In mid-February, Professor Margaret Satterthwaite and Global Justice Clinic (GJC) students Mimi Powell (2017) and Ijeamaka Obasi (2017) joined GJC alum and Haiti Program Attorney Ellie Happel (2011) for five days in northern Haiti. The GJC team conducted a collaborative workshop on the right to water with leaders from a community affected by gold mining exploration. The goals of the workshop were to pilot and improve a draft household water survey, to discuss what the right to water means from the perspective of community residents and international law, and to build relationships with community leaders that will facilitate successful survey administration over the summer of 2016. Ijeamaka Obasi explained, “We worked with community members to explore and identify the elements of the right to water in their lived experience.”

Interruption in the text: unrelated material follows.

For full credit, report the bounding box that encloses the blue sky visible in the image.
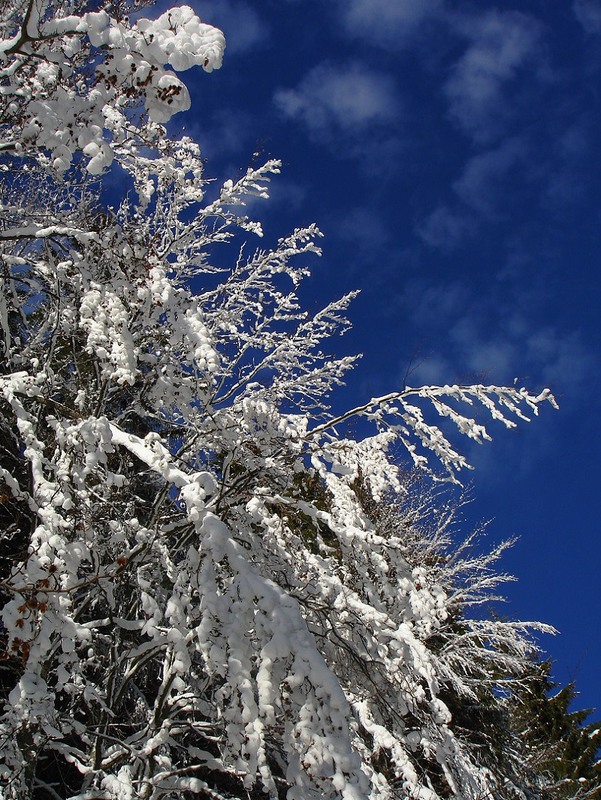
[170,0,601,717]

In addition, the GJC team gathered GPS data and other information necessary to make decisions about survey methodology, including options for randomization and determining the geographic scope of the survey. The GJC team conducted all activities in close partnership with the Kolektif Jistis Min (Justice in Mining Collective or KJM). GJC and KJM have worked together for the past three years, though each retains its independence.

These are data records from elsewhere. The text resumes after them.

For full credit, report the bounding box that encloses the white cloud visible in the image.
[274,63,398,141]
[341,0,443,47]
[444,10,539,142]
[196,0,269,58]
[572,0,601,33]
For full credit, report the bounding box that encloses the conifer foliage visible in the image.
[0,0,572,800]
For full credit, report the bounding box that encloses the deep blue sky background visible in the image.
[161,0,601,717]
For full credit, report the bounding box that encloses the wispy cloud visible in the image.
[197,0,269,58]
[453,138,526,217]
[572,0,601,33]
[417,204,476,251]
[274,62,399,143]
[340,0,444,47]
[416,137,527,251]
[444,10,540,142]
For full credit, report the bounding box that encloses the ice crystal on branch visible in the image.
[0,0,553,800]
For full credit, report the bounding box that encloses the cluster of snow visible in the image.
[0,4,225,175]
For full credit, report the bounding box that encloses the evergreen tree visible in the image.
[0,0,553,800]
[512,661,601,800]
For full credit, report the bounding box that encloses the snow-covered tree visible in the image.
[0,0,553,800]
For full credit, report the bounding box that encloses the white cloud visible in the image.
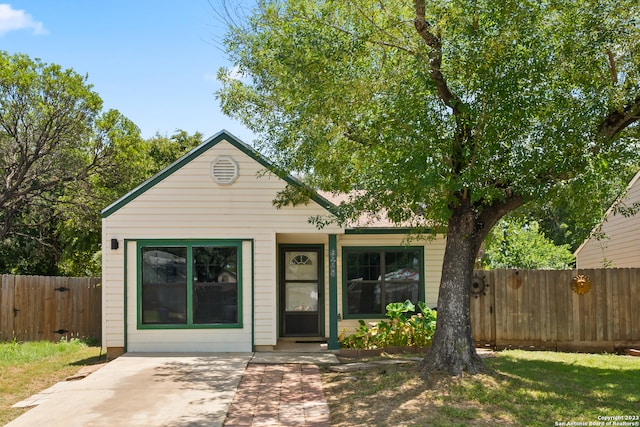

The household survey is one component of a baseline study on water in communities affected by mining activities. The Clinic believes that communities will be better positioned to promote their interests and defend their right to water with data collected through a community-responsive, independent study. Applying rigorous standards for data collection and analysis, GJC is working in partnership with communities to research, document, and analyze the status of the enjoyment of right to water in communities before mineral exploitation begins.